But the reactions of low-information voters are no excuse for lawmakers to not do their jobs. Alaska’s fiscal condition demands a solution as soon as possible, regardless of how it might affect prospects for re-election. Legislators have been effective in squeezing the state’s budget as much as possible without asking more of residents or axing essential services. But all except the most inflexible fiscal hawks in Juneau agree the operating budget, cut 44 percent during the past several years, has reached a level at which little more can be excised without major reductions in state services.

That means it’s time to implement revenue fixes that stanch the bleeding from Alaska’s savings accounts. Oil revenue, long the pillar that has funded Alaska’s services and provided the vast majority of funds, can no longer sustain the state on its own, and to count on a turnaround to reverse that trend would be irresponsibly optimistic. That means new revenue is needed to offset the deficit. The Legislature should make fixes this year - the emergence of some points of agreement on oil credits are a hopeful sign, but more work will be necessary to chart the course back to a balanced budget, such as restructuring permanent fund earnings and determining whether a broad-based tax is warranted.
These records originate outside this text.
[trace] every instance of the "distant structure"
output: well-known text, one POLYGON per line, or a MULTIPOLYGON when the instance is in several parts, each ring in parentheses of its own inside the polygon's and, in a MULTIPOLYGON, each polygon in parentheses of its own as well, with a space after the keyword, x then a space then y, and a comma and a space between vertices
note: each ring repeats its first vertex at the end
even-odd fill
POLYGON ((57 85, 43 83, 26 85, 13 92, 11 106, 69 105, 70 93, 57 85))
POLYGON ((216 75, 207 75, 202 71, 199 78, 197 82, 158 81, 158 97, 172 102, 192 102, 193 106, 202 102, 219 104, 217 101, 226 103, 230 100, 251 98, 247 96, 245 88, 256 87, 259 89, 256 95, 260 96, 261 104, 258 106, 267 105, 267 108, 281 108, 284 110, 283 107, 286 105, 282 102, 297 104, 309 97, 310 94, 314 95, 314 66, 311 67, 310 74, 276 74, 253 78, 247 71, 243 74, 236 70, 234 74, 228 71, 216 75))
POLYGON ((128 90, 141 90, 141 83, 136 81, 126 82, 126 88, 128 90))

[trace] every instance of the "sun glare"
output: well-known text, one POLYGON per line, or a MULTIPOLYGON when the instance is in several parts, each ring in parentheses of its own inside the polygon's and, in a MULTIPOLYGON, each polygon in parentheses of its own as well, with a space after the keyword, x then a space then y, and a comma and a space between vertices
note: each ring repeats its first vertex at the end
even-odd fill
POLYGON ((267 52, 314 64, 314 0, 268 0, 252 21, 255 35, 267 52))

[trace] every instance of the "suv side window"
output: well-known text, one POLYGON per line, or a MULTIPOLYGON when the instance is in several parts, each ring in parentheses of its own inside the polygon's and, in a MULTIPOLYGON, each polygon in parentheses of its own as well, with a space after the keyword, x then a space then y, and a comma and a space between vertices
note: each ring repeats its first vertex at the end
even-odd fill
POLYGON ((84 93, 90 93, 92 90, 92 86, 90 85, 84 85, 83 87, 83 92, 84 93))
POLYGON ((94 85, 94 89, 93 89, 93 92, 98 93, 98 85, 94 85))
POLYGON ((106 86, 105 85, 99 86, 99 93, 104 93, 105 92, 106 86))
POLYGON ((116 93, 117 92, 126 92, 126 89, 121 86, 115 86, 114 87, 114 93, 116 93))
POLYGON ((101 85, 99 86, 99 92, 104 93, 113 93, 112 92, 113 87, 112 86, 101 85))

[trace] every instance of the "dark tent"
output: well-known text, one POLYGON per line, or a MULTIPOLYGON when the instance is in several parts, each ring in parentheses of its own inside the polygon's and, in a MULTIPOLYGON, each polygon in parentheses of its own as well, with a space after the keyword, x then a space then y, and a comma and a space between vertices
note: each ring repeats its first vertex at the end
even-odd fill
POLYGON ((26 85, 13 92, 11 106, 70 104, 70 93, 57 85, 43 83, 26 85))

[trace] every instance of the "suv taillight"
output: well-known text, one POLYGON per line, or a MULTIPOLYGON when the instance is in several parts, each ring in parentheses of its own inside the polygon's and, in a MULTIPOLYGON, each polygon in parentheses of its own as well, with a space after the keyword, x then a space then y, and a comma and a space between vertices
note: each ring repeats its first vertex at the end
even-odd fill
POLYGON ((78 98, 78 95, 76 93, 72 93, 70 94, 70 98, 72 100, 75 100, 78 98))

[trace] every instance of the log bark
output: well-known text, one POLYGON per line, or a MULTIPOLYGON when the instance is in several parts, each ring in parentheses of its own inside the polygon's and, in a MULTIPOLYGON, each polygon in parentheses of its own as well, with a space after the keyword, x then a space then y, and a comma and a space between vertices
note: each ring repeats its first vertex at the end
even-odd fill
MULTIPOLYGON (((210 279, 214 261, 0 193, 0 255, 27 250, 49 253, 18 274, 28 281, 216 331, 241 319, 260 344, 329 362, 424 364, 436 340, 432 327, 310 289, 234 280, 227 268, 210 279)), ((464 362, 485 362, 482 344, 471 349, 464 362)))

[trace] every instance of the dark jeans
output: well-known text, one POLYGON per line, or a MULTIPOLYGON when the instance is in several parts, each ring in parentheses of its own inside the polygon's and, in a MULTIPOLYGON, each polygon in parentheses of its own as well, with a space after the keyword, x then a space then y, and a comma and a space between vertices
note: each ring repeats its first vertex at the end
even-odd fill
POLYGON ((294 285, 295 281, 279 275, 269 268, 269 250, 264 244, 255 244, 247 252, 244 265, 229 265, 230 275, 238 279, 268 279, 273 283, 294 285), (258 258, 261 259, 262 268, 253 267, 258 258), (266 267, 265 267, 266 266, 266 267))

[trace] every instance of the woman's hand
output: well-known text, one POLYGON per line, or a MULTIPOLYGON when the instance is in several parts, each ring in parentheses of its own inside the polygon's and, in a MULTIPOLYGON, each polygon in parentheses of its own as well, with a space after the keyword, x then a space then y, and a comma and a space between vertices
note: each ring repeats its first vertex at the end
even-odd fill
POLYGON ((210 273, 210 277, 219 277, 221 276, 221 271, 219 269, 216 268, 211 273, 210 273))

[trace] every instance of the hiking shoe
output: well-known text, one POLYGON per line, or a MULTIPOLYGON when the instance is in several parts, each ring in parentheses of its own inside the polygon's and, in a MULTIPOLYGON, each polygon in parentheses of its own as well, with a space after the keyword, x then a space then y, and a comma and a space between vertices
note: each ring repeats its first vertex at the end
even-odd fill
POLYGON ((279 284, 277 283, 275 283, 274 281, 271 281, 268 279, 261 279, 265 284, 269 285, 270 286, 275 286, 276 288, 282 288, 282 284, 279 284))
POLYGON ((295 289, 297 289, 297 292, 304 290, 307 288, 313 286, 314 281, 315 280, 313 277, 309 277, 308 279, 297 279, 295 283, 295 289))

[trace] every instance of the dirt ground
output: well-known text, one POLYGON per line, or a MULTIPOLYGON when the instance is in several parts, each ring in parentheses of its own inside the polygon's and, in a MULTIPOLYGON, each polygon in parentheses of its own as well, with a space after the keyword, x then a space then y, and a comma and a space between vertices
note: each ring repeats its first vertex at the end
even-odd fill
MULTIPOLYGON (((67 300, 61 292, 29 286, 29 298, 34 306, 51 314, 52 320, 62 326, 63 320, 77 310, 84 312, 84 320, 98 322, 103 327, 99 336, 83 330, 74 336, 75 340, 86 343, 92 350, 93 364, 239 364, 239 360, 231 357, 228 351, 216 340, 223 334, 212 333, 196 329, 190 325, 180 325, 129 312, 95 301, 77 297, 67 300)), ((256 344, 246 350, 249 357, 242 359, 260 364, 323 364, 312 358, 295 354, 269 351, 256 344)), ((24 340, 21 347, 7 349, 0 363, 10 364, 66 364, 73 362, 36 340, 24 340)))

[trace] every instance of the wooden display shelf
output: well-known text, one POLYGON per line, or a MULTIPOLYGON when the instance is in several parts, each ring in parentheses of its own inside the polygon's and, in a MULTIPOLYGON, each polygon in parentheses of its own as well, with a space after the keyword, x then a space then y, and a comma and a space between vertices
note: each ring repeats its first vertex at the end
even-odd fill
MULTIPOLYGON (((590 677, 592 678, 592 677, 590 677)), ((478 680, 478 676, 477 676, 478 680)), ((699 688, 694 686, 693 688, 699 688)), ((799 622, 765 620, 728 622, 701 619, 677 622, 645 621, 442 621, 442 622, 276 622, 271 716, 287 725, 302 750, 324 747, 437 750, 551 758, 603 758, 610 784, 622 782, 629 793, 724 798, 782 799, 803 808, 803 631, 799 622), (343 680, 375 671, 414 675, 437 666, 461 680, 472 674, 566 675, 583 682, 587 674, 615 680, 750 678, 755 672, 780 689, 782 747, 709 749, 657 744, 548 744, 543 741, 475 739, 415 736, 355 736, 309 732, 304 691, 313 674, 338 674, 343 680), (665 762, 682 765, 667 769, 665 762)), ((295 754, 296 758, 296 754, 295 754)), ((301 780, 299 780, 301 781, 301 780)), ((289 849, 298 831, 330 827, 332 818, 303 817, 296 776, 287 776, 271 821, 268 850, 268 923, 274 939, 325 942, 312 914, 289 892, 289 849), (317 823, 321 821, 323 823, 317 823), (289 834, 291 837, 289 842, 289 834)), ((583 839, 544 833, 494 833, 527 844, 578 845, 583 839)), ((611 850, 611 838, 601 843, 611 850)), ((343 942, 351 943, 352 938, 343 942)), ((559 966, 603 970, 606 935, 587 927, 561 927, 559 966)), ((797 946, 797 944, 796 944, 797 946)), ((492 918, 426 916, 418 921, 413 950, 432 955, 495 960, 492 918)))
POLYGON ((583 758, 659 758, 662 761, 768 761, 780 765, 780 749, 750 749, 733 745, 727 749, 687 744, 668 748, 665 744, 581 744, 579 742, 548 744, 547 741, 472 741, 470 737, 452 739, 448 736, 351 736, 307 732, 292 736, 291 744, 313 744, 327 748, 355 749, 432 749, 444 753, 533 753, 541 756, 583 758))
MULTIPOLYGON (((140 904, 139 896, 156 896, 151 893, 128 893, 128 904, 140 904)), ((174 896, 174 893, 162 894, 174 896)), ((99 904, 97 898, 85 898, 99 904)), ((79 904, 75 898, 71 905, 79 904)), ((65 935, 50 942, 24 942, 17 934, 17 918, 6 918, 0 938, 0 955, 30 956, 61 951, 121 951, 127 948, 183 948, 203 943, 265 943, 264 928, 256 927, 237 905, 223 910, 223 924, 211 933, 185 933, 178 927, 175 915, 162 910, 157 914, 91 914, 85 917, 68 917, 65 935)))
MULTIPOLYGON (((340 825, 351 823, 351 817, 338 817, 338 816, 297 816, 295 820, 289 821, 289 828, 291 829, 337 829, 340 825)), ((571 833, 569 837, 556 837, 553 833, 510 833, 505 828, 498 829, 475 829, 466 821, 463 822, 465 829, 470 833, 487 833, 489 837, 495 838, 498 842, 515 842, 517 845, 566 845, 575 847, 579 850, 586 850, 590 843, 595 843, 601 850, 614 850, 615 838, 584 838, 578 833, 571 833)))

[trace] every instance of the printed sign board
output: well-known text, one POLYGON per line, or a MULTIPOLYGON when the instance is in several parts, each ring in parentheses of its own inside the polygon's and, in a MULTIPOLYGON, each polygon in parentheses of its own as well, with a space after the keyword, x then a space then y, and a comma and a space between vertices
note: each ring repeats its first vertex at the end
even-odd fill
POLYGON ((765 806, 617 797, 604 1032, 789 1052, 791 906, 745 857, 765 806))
If the Legislature needs to, it should call itself back into another special session after the present one to address these urgent and critical priorities. Alaska’s fiscal ship must be righted as soon as possible, without re-election as a primary consideration for legislators. After all, if voters come to the polls in 2018 and the state’s fiscal mess isn’t solved, what explanation from legislators could possibly justify their continued service as our leaders?